1.8 KiB
Reference
Background material to dip into when your project pulls you toward something you don't yet know. None of it is required reading. The class is driven by your project; this folder exists so that when a project hits a wall, there's something concrete to point at.
There are two flavors of reference here, and they're meant to be used differently.
Tools and tech (hands-on)
Short, self-paced primers on the things you'll most often end up touching. Read them when you have a reason to, not before.

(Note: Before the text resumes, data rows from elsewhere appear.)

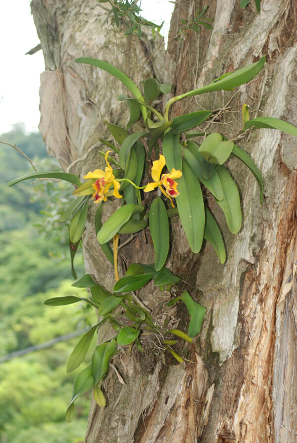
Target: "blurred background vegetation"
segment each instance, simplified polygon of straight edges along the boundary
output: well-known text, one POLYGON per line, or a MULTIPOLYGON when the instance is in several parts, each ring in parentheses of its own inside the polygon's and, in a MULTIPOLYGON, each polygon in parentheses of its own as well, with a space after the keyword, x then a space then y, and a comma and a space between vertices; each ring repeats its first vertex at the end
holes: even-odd
MULTIPOLYGON (((47 156, 41 136, 26 134, 22 124, 0 135, 16 145, 38 171, 60 170, 47 156)), ((62 182, 7 183, 33 171, 12 148, 0 145, 0 361, 16 351, 83 329, 97 321, 94 310, 78 303, 48 306, 44 301, 66 295, 86 296, 72 288, 68 227, 59 220, 71 201, 72 185, 62 182)), ((81 250, 75 259, 78 278, 84 274, 81 250)), ((65 412, 74 381, 81 371, 66 374, 68 358, 80 337, 0 363, 0 443, 76 443, 83 440, 90 393, 77 402, 76 418, 65 412)), ((94 338, 93 346, 96 345, 94 338)), ((90 352, 92 355, 92 352, 90 352)), ((90 363, 88 360, 85 366, 90 363)))

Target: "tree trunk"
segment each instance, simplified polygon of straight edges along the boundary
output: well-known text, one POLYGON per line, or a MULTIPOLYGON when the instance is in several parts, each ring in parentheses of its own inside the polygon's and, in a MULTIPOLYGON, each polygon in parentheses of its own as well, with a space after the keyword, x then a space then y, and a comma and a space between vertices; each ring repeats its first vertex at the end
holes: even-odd
MULTIPOLYGON (((103 120, 123 126, 127 114, 116 103, 124 92, 107 73, 74 60, 100 58, 141 84, 155 76, 173 85, 174 95, 207 84, 225 72, 266 55, 264 69, 248 86, 187 100, 173 115, 198 109, 217 109, 212 132, 231 139, 242 130, 246 102, 252 117, 268 115, 297 125, 297 45, 293 0, 262 0, 257 14, 251 1, 246 9, 235 0, 210 0, 207 16, 212 32, 188 30, 175 39, 182 18, 191 20, 202 1, 176 0, 165 55, 157 39, 138 41, 121 28, 101 27, 107 13, 96 0, 32 0, 31 5, 46 60, 42 74, 40 129, 49 153, 65 170, 82 176, 103 163, 96 153, 104 137, 103 120)), ((220 264, 207 244, 201 253, 190 252, 180 224, 173 222, 174 240, 169 267, 206 307, 201 332, 184 350, 186 364, 168 355, 166 364, 154 348, 143 354, 122 353, 116 364, 126 384, 110 371, 103 384, 107 405, 92 401, 86 443, 293 443, 297 434, 296 392, 296 140, 262 129, 239 144, 249 152, 263 175, 264 201, 253 177, 236 159, 228 167, 242 197, 243 227, 228 233, 214 202, 209 205, 222 226, 228 252, 220 264)), ((209 197, 209 196, 207 196, 209 197)), ((109 203, 106 213, 114 209, 109 203)), ((110 289, 112 267, 101 254, 90 203, 83 238, 87 272, 110 289)), ((123 263, 149 263, 153 252, 149 234, 123 248, 123 263), (141 245, 143 245, 142 249, 141 245), (150 259, 149 259, 150 257, 150 259)), ((124 265, 123 264, 123 267, 124 265)), ((124 267, 123 267, 124 268, 124 267)), ((152 287, 142 297, 154 316, 170 295, 152 287)), ((178 308, 185 327, 189 319, 178 308)), ((100 340, 109 337, 100 331, 100 340)))

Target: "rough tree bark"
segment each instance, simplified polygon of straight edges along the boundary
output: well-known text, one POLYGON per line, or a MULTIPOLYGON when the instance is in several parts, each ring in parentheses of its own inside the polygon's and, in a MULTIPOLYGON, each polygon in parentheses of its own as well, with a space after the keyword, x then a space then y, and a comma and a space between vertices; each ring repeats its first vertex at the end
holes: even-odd
MULTIPOLYGON (((202 1, 176 0, 164 64, 162 49, 155 51, 157 40, 149 42, 143 36, 138 41, 124 37, 121 30, 101 28, 106 11, 96 0, 32 0, 46 60, 40 129, 49 152, 64 170, 81 176, 102 164, 93 147, 105 135, 103 119, 121 124, 126 117, 123 106, 115 102, 116 94, 124 92, 119 82, 74 63, 79 56, 107 61, 137 83, 154 76, 171 83, 176 95, 265 54, 264 69, 248 86, 179 102, 173 112, 217 109, 212 130, 230 138, 240 132, 239 111, 245 102, 258 116, 297 125, 296 2, 262 0, 259 14, 253 2, 244 11, 239 3, 209 0, 212 32, 189 31, 182 42, 174 38, 180 19, 191 19, 202 1)), ((166 356, 164 364, 152 348, 144 355, 122 354, 116 364, 126 384, 120 384, 115 373, 108 374, 104 384, 108 405, 100 409, 92 402, 86 443, 297 441, 297 145, 293 138, 263 129, 239 144, 263 173, 262 206, 253 177, 236 159, 229 162, 242 194, 244 222, 240 233, 232 236, 222 214, 213 207, 227 248, 225 265, 208 245, 194 256, 179 224, 173 224, 170 265, 183 279, 175 290, 187 289, 207 309, 198 340, 184 350, 195 364, 177 365, 166 356)), ((107 212, 113 204, 107 205, 107 212)), ((209 204, 213 206, 211 198, 209 204)), ((90 203, 83 239, 87 271, 110 288, 112 269, 100 252, 94 217, 90 203)), ((153 256, 149 235, 142 249, 141 236, 121 250, 123 269, 131 261, 150 262, 153 256)), ((169 295, 150 287, 142 296, 156 315, 158 302, 169 295)), ((177 313, 186 327, 185 313, 177 313)), ((100 331, 99 340, 109 334, 100 331)))

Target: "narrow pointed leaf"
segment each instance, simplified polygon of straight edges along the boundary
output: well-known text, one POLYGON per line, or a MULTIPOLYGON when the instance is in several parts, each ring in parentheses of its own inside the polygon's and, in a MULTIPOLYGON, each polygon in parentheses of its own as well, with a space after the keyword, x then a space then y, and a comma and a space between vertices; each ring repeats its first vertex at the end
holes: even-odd
POLYGON ((78 375, 73 387, 72 398, 69 406, 81 395, 94 386, 94 379, 91 365, 87 366, 78 375))
POLYGON ((93 393, 93 396, 94 397, 94 400, 100 407, 103 408, 105 407, 106 402, 105 399, 105 397, 104 396, 104 394, 100 388, 99 388, 99 383, 98 383, 95 387, 94 388, 94 392, 93 393))
POLYGON ((106 243, 112 238, 131 217, 137 205, 129 203, 121 206, 102 225, 97 234, 100 244, 106 243))
POLYGON ((118 125, 115 125, 107 121, 105 121, 105 123, 108 127, 108 129, 113 136, 114 139, 119 145, 122 145, 124 143, 124 140, 130 135, 128 131, 123 128, 121 128, 118 125))
POLYGON ((86 198, 70 220, 69 235, 72 243, 79 242, 84 233, 88 215, 88 199, 86 198))
POLYGON ((180 96, 181 98, 192 97, 214 91, 230 91, 237 86, 247 83, 256 76, 262 69, 265 57, 263 55, 258 61, 237 69, 221 80, 217 80, 198 89, 191 91, 180 96))
POLYGON ((183 176, 177 181, 180 195, 175 199, 180 218, 190 247, 194 252, 198 252, 204 228, 204 202, 199 180, 186 161, 184 162, 183 176))
POLYGON ((238 189, 224 166, 218 165, 216 169, 223 187, 224 198, 221 200, 216 199, 216 201, 224 211, 230 230, 233 234, 236 234, 240 229, 242 223, 238 189))
POLYGON ((186 303, 187 309, 191 316, 188 333, 189 336, 193 338, 200 332, 206 309, 204 306, 201 306, 193 300, 186 291, 184 291, 181 298, 186 303))
POLYGON ((113 293, 115 294, 120 294, 131 291, 137 291, 145 286, 151 280, 152 276, 152 274, 143 274, 141 275, 122 277, 114 285, 113 293))
POLYGON ((169 249, 169 225, 166 207, 157 197, 149 210, 149 228, 155 250, 155 269, 159 271, 165 263, 169 249))
POLYGON ((107 297, 103 300, 98 309, 98 316, 104 317, 104 315, 109 314, 122 301, 123 297, 116 297, 115 295, 107 297))
MULTIPOLYGON (((102 207, 103 205, 101 203, 101 204, 99 205, 96 210, 96 213, 95 215, 95 231, 96 232, 96 235, 97 235, 102 228, 101 214, 102 212, 102 207)), ((109 260, 112 266, 114 266, 114 261, 113 260, 113 251, 109 244, 107 242, 103 245, 100 245, 100 247, 105 257, 109 260)))
POLYGON ((136 142, 141 138, 147 135, 147 132, 135 132, 130 134, 123 142, 119 154, 119 162, 122 169, 126 167, 126 163, 128 160, 128 157, 130 154, 131 148, 136 142))
POLYGON ((122 328, 117 337, 117 342, 119 345, 124 346, 125 345, 130 345, 139 335, 140 331, 131 328, 129 326, 125 326, 122 328))
POLYGON ((258 117, 253 120, 249 120, 247 121, 245 125, 245 128, 248 129, 252 126, 254 126, 256 129, 259 129, 261 128, 278 129, 297 137, 297 128, 279 118, 274 118, 272 117, 258 117))
POLYGON ((195 175, 199 179, 205 188, 218 200, 222 200, 224 197, 224 192, 221 181, 215 169, 214 169, 209 179, 204 178, 202 174, 203 166, 206 162, 200 152, 196 148, 197 145, 193 142, 189 142, 185 149, 184 155, 188 164, 195 175))
POLYGON ((248 166, 249 170, 252 173, 255 178, 256 179, 258 184, 260 187, 260 202, 261 204, 263 203, 263 194, 264 192, 264 183, 263 178, 260 172, 260 171, 255 164, 252 159, 249 156, 248 154, 244 151, 243 149, 240 148, 239 146, 235 145, 233 147, 232 153, 240 160, 241 160, 245 164, 248 166))
POLYGON ((111 293, 101 286, 101 285, 96 285, 90 288, 92 297, 96 303, 101 304, 105 298, 112 295, 111 293))
POLYGON ((85 197, 78 197, 77 198, 75 198, 72 201, 70 204, 67 206, 65 211, 63 213, 63 215, 60 218, 60 220, 61 222, 65 221, 69 218, 69 217, 73 214, 76 209, 78 208, 79 206, 82 203, 84 198, 85 198, 85 197))
POLYGON ((181 171, 183 169, 179 137, 179 134, 174 134, 169 130, 165 134, 163 139, 163 153, 169 172, 173 168, 178 171, 181 171))
POLYGON ((67 366, 67 373, 78 368, 85 359, 95 331, 98 327, 98 325, 96 325, 86 333, 72 351, 67 366))
POLYGON ((214 248, 221 263, 226 261, 226 250, 220 229, 209 210, 205 207, 205 226, 203 237, 214 248))
POLYGON ((34 172, 32 174, 28 174, 18 178, 11 180, 7 184, 8 186, 13 186, 23 180, 28 180, 31 179, 35 180, 37 178, 55 178, 65 182, 69 182, 73 183, 77 186, 79 186, 80 181, 79 178, 73 174, 68 174, 66 172, 57 172, 56 171, 50 171, 48 172, 34 172))
POLYGON ((96 385, 107 372, 109 360, 116 349, 116 342, 112 340, 96 347, 92 360, 93 376, 96 385))
POLYGON ((185 132, 191 128, 197 126, 208 118, 211 114, 211 111, 198 111, 190 114, 184 114, 173 119, 172 131, 173 134, 185 132))
POLYGON ((74 288, 91 288, 91 286, 96 286, 97 284, 89 274, 86 274, 77 281, 72 283, 71 286, 74 288))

| Folder | What it covers |
|---|---|
python/ |
Python basics — enough to read and tweak the code AI writes for you |
git/ |
Tracking changes, undoing mistakes, working on more than one thing at once |
github/ |
Putting code somewhere others (or future-you) can find it |
huggingface/ |
Where most open-weight models live; how to grab one and use it |
pytorch/ |
The framework most modern models are written in |
docker/ |
Running other people's software without polluting your own machine |
More will appear here as projects surface the need for them.
Papers (reading)
A small, opinionated set of papers that, taken together, give you a feel for how we got here. Skim them, read the abstracts, or just look at the dates and the names — the trajectory matters more than any individual result.
See papers/.
How to use this folder
- Don't binge it. Reading reference material in the abstract is the slowest way to learn it. Wait until your project gives you a reason.
- Skim, then dive. Read the README of a topic before reading any of the lessons. You may find you only need one section.
- Ask AI as you go. These primers are starting points, not textbooks. If something doesn't click, paste the snippet at an AI and ask.